Active Travel (Wales) Act 2013
- National Assembly for Wales
- Long title: An Act of the National Assembly for Wales to make provision for the mapping of active travel routes and related facilities and for and in connection with integrated network maps; for securing that there are new and improved active travel routes and related facilities; for requiring the Welsh Ministers and local authorities to take reasonable steps to enhance the provision made for, and to have regard to the needs of, walkers and cyclists; for requiring functions under the Act to be exercised so as to promote active travel journeys and secure new and improved active travel routes and related facilities; and for connected purposes.
- Citation: 2013 anaw 7
- Introduced by: Carl Sargeant

Dates
- Royal assent: 4 November 2013

Status: Current legislation

Text of statute as originally enacted

Text of the Active Travel (Wales) Act 2013 as in force today (including any amendments) within the United Kingdom, from legislation.gov.uk.

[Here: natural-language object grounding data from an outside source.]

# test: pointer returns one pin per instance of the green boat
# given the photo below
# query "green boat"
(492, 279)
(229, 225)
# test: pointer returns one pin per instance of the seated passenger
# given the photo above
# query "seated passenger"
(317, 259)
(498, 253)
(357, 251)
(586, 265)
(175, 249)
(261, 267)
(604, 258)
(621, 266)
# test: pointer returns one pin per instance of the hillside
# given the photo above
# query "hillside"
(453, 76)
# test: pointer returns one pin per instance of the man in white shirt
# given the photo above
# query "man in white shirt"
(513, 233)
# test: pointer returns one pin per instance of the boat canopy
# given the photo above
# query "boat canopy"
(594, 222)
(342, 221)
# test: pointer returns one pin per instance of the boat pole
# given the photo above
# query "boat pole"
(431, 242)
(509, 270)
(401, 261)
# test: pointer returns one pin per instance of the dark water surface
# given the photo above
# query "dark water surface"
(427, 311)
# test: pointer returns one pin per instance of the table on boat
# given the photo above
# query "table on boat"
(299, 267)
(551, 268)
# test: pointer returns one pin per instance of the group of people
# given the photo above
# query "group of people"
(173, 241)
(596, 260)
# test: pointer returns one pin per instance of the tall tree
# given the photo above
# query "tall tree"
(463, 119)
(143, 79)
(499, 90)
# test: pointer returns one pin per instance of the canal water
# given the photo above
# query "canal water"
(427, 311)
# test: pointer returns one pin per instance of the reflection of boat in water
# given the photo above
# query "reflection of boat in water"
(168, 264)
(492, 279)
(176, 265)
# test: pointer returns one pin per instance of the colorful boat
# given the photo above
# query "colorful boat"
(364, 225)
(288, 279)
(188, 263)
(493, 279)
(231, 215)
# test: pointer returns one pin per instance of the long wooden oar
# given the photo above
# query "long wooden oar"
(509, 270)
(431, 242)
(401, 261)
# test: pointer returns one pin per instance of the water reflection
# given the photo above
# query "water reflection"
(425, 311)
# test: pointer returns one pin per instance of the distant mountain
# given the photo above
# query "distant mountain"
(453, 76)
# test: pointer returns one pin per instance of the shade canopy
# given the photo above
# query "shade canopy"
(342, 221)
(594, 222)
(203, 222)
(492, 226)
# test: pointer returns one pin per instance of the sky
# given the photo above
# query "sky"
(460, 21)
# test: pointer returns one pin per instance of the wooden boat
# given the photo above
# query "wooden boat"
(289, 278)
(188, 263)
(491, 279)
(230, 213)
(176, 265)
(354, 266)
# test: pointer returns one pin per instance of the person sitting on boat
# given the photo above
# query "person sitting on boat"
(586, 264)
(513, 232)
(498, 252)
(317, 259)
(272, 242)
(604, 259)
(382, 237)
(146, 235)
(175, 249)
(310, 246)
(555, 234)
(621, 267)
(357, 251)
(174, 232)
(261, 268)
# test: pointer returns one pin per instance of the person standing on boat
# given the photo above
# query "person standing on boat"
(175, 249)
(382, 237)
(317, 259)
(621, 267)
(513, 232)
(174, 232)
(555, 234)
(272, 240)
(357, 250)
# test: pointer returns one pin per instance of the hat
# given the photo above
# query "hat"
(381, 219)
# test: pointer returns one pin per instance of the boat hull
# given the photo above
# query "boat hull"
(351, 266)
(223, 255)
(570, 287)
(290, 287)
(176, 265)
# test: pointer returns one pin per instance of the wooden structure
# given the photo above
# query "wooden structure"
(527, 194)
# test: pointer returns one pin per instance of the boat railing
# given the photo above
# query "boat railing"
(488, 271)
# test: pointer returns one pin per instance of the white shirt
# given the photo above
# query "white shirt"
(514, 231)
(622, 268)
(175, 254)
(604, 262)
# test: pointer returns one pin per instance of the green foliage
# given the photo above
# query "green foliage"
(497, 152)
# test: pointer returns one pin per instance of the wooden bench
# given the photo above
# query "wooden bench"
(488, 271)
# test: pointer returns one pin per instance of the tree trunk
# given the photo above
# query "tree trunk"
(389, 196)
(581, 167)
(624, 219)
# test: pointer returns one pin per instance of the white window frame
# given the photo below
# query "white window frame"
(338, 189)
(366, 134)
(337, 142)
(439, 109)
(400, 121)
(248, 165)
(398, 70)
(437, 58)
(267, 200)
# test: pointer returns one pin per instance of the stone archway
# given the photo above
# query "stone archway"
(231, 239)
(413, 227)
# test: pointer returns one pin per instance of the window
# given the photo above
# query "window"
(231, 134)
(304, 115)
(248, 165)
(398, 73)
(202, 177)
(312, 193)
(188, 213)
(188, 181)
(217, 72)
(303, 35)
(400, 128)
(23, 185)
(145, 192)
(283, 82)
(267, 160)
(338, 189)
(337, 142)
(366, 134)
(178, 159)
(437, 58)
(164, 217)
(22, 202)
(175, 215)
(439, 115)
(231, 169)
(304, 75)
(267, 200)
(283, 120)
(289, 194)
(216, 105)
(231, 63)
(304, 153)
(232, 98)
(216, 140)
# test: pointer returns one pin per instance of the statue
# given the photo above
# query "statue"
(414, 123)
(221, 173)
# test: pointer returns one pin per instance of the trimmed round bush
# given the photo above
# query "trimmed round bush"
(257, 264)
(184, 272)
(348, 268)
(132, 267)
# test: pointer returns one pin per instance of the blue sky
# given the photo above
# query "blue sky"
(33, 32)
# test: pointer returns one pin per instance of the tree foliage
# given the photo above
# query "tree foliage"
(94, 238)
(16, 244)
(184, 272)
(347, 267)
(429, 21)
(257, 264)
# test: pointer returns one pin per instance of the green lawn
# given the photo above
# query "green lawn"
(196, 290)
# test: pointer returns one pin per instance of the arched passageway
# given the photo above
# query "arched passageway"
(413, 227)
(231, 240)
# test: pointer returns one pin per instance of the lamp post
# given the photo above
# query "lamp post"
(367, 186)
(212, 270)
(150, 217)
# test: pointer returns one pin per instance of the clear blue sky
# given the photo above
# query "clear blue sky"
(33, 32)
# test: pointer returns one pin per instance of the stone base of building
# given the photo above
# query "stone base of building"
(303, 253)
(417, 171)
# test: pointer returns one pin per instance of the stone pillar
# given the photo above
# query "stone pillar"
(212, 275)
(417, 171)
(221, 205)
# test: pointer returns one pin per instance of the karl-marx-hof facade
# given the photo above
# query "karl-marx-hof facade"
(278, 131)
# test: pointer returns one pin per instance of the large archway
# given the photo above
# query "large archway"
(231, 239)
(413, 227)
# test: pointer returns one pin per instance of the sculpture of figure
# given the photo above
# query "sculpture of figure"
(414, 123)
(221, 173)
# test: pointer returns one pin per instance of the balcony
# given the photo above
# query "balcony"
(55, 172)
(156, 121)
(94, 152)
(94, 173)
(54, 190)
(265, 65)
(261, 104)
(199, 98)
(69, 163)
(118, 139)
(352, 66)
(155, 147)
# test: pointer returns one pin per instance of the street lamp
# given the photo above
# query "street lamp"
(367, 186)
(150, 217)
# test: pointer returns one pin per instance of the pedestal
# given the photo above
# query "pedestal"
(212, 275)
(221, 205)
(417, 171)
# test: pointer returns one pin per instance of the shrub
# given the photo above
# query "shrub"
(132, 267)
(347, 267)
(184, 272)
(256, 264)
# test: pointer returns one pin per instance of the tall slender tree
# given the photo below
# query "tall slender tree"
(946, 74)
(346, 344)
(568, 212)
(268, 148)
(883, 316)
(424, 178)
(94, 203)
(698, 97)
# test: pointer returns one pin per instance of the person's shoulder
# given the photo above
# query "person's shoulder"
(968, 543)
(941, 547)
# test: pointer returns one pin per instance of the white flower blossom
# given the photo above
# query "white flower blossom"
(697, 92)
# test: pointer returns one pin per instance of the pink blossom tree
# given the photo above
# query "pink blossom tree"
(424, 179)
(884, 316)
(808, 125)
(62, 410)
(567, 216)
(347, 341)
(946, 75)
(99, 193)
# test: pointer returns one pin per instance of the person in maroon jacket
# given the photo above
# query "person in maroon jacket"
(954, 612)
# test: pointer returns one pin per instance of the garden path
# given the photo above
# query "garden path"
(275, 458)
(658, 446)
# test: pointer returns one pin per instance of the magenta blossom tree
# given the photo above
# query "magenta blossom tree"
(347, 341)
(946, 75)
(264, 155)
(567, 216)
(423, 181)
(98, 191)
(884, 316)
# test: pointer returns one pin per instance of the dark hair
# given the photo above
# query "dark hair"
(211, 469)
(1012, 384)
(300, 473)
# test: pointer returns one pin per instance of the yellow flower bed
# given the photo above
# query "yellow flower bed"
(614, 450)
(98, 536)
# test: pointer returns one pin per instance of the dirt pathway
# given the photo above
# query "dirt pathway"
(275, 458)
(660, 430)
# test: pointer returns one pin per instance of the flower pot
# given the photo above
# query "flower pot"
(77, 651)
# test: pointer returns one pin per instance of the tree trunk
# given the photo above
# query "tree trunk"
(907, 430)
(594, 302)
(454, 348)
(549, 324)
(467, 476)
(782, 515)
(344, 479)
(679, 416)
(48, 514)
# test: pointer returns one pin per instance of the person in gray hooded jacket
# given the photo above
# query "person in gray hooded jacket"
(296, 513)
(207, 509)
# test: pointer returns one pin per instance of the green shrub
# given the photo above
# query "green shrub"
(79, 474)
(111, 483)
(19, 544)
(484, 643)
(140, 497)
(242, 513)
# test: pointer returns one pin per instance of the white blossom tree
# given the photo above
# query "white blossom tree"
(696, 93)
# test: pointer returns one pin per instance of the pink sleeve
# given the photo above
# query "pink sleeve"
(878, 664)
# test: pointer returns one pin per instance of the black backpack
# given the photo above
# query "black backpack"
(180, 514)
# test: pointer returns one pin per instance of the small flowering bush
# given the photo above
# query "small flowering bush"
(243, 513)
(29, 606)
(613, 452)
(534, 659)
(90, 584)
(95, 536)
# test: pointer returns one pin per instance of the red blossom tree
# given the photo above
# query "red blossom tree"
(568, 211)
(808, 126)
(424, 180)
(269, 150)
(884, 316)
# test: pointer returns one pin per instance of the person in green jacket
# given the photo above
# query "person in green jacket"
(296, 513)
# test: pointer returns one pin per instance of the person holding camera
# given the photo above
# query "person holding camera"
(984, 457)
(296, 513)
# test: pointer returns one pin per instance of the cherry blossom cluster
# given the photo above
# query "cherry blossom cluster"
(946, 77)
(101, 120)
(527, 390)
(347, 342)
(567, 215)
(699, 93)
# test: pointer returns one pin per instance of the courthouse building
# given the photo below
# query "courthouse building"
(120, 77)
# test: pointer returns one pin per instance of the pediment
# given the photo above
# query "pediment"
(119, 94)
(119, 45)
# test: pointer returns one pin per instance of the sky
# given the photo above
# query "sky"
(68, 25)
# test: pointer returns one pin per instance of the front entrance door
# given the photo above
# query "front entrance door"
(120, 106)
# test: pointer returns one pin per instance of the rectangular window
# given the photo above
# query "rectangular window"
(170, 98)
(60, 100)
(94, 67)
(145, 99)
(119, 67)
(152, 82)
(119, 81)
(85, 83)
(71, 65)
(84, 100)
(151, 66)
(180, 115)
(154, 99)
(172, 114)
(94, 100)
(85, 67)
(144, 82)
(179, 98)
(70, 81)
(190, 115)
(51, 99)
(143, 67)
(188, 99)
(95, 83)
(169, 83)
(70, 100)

= Active Travel (Wales) Act 2013 =

Act of the National Assembly for Wales

The Active Travel (Wales) Act 2013 (anaw 7) (Deddf Teithio Llesol (Cymru) 2013) is an act of the National Assembly for Wales that was given royal assent on 4 November 2013.

== Provisions ==
The act requires local authorities to continuously improve facilities and routes for pedestrians and cyclists and to prepare maps identifying current and potential future routes for their use. The act also requires new road schemes (including road improvement schemes) to consider the needs of pedestrians and cyclists at design stage. The law was passed after a six-year campaign led by Lee Waters, then director of Sustrans Cymru.

== Implementation ==
In 2016, 'lack of funds and leadership' and resistance from highways engineers, were among the factors blamed for the failure of the Act to deliver its potential.

== Implementation ==
In 2018, a report from the National Assembly's Economy, Infrastructure and Skills (EIS) Committee on the Active Travel Act, led by Lee Waters, found no increase in the numbers of people walking and cycling to work; the numbers going to school had actually declined. The report blamed a lack of leadership in councils and the Welsh Government.